Boston.com reports that Vice President Biden (VP Amtrak as I like to call him) announced today, a $1.3 billion investment of stimulus funds for Amtrak.
Biden said every passenger rail system in the world relies on subsidies, as do airports and highways, and that for too long Amtrak has been starved for cash.
“I’m tired of apologizing for help for Amtrak,” he said. “It is an absolute national treasure and necessity.“
I think I have a new favorite Biden quote to go with my favorite Obama quote.
Some of the projects slated to receive stimulus funding are:
- $105 million to replace a 102-year-old drawbridge over the Niantic River near East Lyme, Connecticut.
- $82 million to repair old rail cars and put them back into service.
- $63 million to fix Amtrak’s aging power supply system on the Northeast Corridor.
- Installing better signals that will help prevent train collisions and derailments
- Repairs to dozens of aging rail stations, maintenance facilities and warehouses across the country.
Amtrak estimates that the infusion of cash will create 8,000 jobs. The agency currently has a backlog of $5 billion worth of unfunded projects. Despite the Bush administration’s disdain for Amtrak, revenue and ridership has risen for the last 6 years, to a record 28.7 million people last year.

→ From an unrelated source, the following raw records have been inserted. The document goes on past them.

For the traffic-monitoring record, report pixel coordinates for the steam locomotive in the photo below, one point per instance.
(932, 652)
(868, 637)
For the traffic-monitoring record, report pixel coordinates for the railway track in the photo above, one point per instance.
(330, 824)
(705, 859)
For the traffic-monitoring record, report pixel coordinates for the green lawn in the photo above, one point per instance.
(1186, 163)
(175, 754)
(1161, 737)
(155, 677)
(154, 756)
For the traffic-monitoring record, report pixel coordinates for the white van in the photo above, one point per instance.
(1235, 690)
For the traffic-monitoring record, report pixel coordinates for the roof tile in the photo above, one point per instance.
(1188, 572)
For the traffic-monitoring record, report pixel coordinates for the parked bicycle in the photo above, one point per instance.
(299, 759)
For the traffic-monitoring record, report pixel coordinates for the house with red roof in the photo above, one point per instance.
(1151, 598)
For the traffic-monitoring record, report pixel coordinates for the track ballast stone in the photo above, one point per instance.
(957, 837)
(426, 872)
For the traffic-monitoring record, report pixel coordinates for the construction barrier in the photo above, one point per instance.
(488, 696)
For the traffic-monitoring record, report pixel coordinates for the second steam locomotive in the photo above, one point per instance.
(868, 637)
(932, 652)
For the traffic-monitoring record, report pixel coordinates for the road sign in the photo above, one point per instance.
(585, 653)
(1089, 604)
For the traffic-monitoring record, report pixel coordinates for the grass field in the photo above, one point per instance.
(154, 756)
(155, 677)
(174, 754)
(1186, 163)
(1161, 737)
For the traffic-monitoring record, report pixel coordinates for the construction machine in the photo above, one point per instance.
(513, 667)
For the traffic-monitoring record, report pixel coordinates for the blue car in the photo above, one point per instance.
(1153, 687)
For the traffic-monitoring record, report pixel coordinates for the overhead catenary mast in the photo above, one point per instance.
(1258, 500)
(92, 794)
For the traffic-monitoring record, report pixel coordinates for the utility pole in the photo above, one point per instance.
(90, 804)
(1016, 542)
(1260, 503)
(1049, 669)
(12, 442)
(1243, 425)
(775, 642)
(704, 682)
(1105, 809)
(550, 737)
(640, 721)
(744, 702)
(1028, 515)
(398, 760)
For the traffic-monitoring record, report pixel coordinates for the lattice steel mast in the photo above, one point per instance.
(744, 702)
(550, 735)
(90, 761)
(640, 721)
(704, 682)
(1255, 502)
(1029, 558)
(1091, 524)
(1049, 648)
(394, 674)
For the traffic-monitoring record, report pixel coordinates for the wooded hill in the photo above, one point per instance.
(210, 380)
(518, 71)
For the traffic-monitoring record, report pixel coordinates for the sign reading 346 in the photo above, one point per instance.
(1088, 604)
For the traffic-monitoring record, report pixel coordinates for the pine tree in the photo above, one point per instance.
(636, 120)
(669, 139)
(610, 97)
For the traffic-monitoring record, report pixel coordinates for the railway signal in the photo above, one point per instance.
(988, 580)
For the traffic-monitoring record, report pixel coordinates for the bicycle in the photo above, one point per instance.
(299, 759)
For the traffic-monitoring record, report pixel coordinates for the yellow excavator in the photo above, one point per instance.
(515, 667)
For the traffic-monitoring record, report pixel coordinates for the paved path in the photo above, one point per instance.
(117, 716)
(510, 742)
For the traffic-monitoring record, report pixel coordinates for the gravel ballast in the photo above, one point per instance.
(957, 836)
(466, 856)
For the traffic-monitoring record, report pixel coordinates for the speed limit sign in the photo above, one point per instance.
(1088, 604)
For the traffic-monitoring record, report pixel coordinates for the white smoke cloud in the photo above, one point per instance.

I do so love the train. But if they don’t fix that coddamn escalator at the Providence Station, I am going to seriously boycott. I am willing to bet that you could give Providence Geeks two flashlights, a philips head screwdriver, 15 rubber bands and an iTouch and they could make it work in about a 1/2 hour. Honestly.
Jen… Let me at it! I have a Leatherman!
A more disappointing thing about the information in the posting above is that the entire Amtrak system had only 28.7 million riders, even after 6 years of growth. To put that into perspective: RIPTA buses had 25.2 million riders last year — almost the same number of passengers! Think of what RIPTA could do with $1.3 billion!
David: Sure, RIPTA had about as many riders, but the average bus rider probably went a distance of 5 miles, whereas the average Amtrak rider goes more like 200 miles. And most costs scale with passenger-miles, not passengers.
anonymouse: Just so you know, I am well aware of the difference in passenger miles traveled for a local transit agency versus the sprawling wreck (outside the NE Corridor) that is Amtrak. My point remains: there are a lot better ways to spend $1.3 billion.
It might be better to give it to Peter Pan and Greyhound. Consider the following from a 1996 report to congress maintained on the National Council for Science and the Environment website (http://ncseonline.org/nle/crsreports/energy/eng-11.cfm):
The numbers…on energy use per passenger-mile by different transportation modes suggest that Amtrak does not conserve energy compared to intercity bus transportation or auto travel for trips longer than 75 miles, but does conserve energy compared to air transportation. Consequently, federal financial assistance to Amtrak might not reduce energy consumption to the extent that people would travel by bus or by auto for trips longer than 75 miles, in the absence of Amtrak.
Federal financial assistance to Amtrak could conserve energy, to the extent that those expenditures result in passengers riding Amtrak rather than flying or taking trips shorter than 75 miles by auto.
The far greater fuel efficiency of intercity buses compared to Amtrak suggests that federal financial assistance to intercity bus service might conserve more energy than Federal financial assistance to Amtrak, even if additional buses caused some increase in congestion.
David: there is already massive Federal assistance to intercity bus transportation. It’s called the Interstate Highway System. Amtrak’s long distance trains, meanwhile, run on freight tracks built and maintained with private capital, and on which railroads pay property taxes. Also, I kind of wonder about those energy efficiency numbers, since they’re about 10 times worse than what other railroads get. Perhaps they were measured back when Amtrak had a significant express freight operation, and passenger trains were at least half freight.